Archiepiscopal Encyclical on the Feast of Saint Photios, Patriarch of Constantinople

February 6, 2023


Unto the Most Reverend and Right Reverend Hierarchs, Pious Priests and Deacons, the Monks and Nuns, Presidents and Members of Parish Councils, Honorable Archons of the Ecumenical Patriarchate, Members of Leadership 100, the Day and Afternoon Schools, Philoptochos Societies, the Youth, Greek Orthodox Organizations, and the entirety of the Christ-named Plenitude of the Holy Archdiocese of America:

An Angel among men, you have been shown forth to be, O Father…. (Oikos from the Matins of the Feast).

Beloved Sisters and Brothers in Christ,

As an “Angel among men,” Saint Photios the Great, Patriarch of Constantinople, was truly a messenger of God. His defense of the Orthodox Faith against encroachments from all sides, together with his missionary zeal, which was grounded in his extensive learning, made him both famous in his day and the target of attacks. He was a man of his times, and yet, he was a man for all seasons. The hymns that celebrate his memory do not lack in either exuberance or praise, and justly so.

This is the Saint for whom our Saint Photios Greek Orthodox National Shrine is named. This year is the Fortieth Anniversary of the establishment of the Shrine as a National Institution of our Sacred Archdiocese of America, and every member of our Church should take pride in this significant milestone. The ever-memorable Archbishop Iakovos captained the efforts to bring about the Shrine in St. Augustine, Florida, together with lay leadership from the region. The purchase of the Avero House in 1966 ultimately led to the dedication of this first National Shrine of our Sacred Archdiocese in 1982. Thousands upon thousands of faithful and visitors have come to the Shrine to learn about the history of Greeks in America. Today, with the Shrine’s Fortieth Anniversary, we embark upon a new chapter.

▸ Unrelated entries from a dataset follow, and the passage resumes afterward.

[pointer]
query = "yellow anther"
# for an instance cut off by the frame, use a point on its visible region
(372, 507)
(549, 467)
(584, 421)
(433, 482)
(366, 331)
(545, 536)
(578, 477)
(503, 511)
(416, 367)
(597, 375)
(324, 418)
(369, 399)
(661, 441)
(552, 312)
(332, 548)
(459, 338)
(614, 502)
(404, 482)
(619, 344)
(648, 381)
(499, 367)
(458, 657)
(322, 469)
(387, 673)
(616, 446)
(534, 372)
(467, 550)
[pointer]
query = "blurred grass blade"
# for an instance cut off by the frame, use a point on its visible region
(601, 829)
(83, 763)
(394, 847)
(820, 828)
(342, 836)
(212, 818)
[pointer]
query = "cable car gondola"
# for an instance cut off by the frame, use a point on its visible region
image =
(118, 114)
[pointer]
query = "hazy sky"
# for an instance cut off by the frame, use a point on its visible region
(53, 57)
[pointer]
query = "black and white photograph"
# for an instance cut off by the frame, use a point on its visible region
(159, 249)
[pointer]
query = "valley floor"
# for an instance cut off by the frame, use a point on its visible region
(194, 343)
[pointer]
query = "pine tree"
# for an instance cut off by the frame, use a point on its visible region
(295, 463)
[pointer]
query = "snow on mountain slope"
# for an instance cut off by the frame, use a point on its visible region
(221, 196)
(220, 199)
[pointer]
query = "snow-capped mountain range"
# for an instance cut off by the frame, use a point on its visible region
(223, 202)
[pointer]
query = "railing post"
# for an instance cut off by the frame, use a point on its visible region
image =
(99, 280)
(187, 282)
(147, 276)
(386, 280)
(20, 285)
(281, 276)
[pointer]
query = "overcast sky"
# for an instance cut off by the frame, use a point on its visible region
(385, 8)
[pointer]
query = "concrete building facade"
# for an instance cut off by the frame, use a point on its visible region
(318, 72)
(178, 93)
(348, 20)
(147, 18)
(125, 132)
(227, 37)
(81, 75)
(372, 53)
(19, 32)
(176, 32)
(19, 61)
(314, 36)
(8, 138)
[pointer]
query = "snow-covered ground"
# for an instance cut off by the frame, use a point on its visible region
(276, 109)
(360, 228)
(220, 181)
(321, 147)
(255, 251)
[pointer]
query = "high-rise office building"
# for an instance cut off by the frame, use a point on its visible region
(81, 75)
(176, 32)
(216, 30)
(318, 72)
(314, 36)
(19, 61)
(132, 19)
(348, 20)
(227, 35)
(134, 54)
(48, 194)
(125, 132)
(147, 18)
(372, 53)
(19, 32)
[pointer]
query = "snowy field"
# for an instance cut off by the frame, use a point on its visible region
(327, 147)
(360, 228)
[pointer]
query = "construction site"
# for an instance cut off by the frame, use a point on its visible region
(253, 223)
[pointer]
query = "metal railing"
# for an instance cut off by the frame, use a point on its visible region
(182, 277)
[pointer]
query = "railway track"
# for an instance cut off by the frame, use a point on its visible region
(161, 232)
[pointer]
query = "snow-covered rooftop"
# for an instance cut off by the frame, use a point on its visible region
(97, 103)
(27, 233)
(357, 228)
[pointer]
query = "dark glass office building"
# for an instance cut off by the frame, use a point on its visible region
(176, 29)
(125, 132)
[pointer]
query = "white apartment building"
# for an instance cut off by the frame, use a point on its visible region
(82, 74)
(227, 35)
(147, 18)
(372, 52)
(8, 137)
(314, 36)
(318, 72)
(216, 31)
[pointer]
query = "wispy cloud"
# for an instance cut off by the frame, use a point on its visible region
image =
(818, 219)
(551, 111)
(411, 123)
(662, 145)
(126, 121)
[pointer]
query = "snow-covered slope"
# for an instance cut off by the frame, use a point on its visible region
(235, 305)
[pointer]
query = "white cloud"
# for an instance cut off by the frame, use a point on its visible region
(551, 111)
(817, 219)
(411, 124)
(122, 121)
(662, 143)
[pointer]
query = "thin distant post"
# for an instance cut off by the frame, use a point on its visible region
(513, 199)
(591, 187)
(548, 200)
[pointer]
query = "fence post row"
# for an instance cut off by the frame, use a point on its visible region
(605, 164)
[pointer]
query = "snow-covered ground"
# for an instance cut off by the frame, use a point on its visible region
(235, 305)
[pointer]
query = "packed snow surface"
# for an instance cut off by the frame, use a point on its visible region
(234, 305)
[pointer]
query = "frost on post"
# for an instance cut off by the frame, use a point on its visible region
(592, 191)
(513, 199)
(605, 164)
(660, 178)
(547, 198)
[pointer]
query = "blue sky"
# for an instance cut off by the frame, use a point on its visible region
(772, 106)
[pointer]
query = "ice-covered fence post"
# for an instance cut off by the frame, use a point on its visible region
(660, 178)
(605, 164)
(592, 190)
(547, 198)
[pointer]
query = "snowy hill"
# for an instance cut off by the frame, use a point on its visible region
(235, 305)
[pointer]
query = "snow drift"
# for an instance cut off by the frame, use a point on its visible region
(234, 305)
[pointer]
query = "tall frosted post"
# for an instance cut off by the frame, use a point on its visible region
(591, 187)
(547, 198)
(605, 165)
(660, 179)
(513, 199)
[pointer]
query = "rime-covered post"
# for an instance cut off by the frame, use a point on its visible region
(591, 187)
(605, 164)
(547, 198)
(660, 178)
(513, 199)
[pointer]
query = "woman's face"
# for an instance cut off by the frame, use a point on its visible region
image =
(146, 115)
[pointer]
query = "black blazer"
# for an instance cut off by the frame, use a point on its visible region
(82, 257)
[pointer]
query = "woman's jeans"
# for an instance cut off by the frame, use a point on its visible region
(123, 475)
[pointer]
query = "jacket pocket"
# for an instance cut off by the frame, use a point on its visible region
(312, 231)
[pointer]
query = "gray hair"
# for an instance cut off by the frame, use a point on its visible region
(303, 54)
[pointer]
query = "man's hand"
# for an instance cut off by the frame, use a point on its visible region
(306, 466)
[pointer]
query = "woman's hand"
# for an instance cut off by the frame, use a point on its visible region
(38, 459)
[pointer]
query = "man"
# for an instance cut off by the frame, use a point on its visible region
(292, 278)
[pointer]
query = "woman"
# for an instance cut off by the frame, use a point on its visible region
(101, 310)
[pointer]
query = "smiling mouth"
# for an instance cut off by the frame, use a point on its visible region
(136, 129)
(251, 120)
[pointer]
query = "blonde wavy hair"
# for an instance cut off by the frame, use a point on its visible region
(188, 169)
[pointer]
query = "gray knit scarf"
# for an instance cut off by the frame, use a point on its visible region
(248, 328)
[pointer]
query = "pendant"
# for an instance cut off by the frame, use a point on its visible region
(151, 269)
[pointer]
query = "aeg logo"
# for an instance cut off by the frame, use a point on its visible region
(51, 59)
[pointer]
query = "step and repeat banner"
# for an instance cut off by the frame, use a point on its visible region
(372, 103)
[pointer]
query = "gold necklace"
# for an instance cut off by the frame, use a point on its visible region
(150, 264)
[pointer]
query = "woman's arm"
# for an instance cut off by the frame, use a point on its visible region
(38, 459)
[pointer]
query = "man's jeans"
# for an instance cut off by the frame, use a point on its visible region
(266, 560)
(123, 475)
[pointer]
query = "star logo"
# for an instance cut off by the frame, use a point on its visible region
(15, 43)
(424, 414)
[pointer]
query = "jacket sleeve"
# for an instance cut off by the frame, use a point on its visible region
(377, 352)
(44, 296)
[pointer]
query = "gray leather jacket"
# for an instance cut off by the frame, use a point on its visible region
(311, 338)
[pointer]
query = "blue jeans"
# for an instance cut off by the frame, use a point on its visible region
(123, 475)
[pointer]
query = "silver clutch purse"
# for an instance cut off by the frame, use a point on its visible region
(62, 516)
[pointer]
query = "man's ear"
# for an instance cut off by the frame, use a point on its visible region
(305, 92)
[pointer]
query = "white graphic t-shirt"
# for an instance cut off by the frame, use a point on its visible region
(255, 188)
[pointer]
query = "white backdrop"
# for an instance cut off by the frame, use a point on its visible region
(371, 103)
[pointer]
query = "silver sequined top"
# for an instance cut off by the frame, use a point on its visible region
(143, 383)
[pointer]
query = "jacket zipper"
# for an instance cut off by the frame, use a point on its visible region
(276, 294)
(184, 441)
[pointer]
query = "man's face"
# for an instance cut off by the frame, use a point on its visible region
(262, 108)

Saint Photios himself is rightfully honored at the Shrine, because he was truly a messenger of the Gospel, an “Angel among men,” as the hymn says. I encourage everyone across the Archdiocese to visit the Shrine as they are able, and to support its vital work, continuing the vision of this Great Patriarch of Constantinople, to bring the message of the Gospel to all the world, and to remember those who have come before us as true spiritual giants, upon whose shoulders we stand.